After Past-Time Rail went bankrupt in June 2009, the service obligation has been taken over by Torbay Express Ltd. This company was formed as a subsidiary of booking agent Pathfinder Tours, itself a subsidiary of Riviera Trains. As well as taking direct bookings, the company also takes bookings through Pathfinder Tours, who advertise the service as part of their tour programme, and also supply their own volunteers to steward the trains.

Since being taken over by Pathfinder Tours/Riviera Trains, the British Railways Mark 1 coaching stock has been supplied in historic cream/brown by Riviera, and staffed by Pathfinder. The back-up diesel locomotive is supplied and operated by DB Schenker Rail (UK), sourced from a varying number of spot-hire companies, mainly West Coast Railways. During the operating season, the coaching stock is stabled in a spare covered road under the engine shed of Bristol Temple Meads, whilst the steam locomotive is stabled at a temporary operating base at Bristol Barton Hill MPD.

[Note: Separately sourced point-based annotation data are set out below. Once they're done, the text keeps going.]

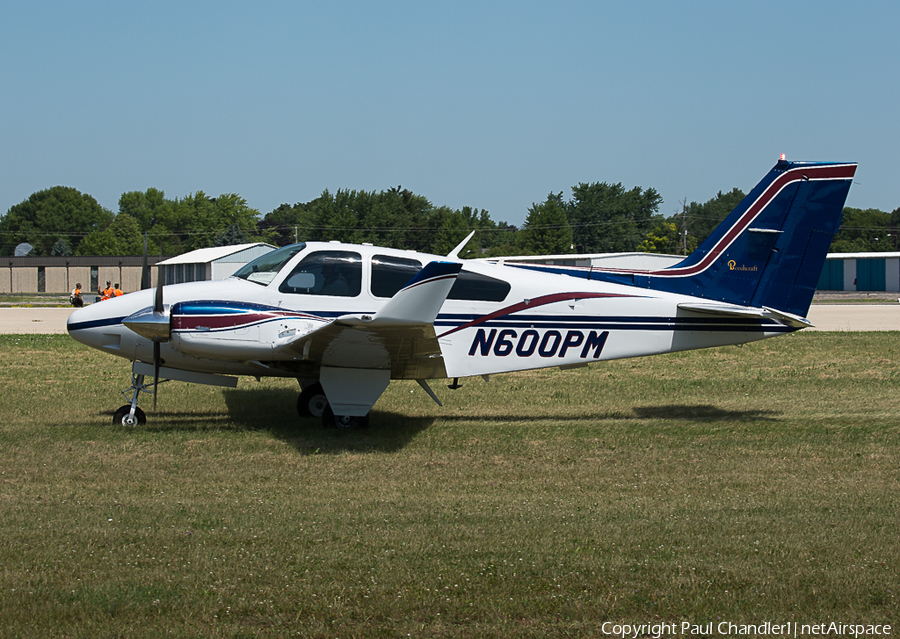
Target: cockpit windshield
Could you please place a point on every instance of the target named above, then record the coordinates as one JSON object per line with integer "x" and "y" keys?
{"x": 263, "y": 269}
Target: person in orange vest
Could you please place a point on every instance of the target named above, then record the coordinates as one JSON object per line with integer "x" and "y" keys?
{"x": 75, "y": 298}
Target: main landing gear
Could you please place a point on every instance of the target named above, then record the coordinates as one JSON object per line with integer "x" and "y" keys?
{"x": 312, "y": 402}
{"x": 130, "y": 414}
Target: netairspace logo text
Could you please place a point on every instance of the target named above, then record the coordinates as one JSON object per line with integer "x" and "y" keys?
{"x": 728, "y": 629}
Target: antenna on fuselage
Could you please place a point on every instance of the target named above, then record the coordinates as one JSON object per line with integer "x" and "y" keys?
{"x": 454, "y": 254}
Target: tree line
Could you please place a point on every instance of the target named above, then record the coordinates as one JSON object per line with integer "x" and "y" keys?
{"x": 597, "y": 217}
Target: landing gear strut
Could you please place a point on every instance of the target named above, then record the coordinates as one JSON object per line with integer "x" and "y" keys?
{"x": 312, "y": 401}
{"x": 130, "y": 414}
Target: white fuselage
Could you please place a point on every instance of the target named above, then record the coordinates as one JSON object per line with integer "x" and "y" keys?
{"x": 543, "y": 320}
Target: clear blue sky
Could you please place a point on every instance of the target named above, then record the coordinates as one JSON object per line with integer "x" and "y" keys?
{"x": 487, "y": 104}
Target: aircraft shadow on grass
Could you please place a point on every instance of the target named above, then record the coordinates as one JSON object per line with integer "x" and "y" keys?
{"x": 272, "y": 410}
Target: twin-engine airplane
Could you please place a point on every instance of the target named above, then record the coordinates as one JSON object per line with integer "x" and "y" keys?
{"x": 346, "y": 319}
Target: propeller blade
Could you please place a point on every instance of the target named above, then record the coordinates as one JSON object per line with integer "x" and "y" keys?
{"x": 156, "y": 361}
{"x": 145, "y": 270}
{"x": 157, "y": 306}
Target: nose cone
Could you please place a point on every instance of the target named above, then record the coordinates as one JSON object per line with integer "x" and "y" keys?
{"x": 86, "y": 323}
{"x": 150, "y": 324}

Initial steam power was supplied by GWR 7800 Class 7802 Bradley Manor and GWR 4073 Class 5051 Earl Bathurst, but has varied since by season, latterly supplied from the Jeremy Hosking-backed Locomotive Services Ltd. Motive power has included: GWR 6000 Class 6024 King Edward I; LNER Class A4 60009 Union of South Africa; LNER Class A1 60163 Tornado; SR Battle of Britain Class 34067 Tangmere; BR Class 8P 71000 Duke of Gloucester; BR Britannia Class 7MT 70000 Britannia; LNER Class A4 4464 Bittern; SR West Country Class 34046 Braunton; GWR 4073 Class 5029 Nunney Castle; LMS Royal Scot Class 46100 Royal Scot; SR Merchant Navy Class 35028 Clan Line.

Torbay Express Ltd was liquidated in 2022. A replacement service by Locomotive Services Limited runs on Saturdays as the "English Riviera Express".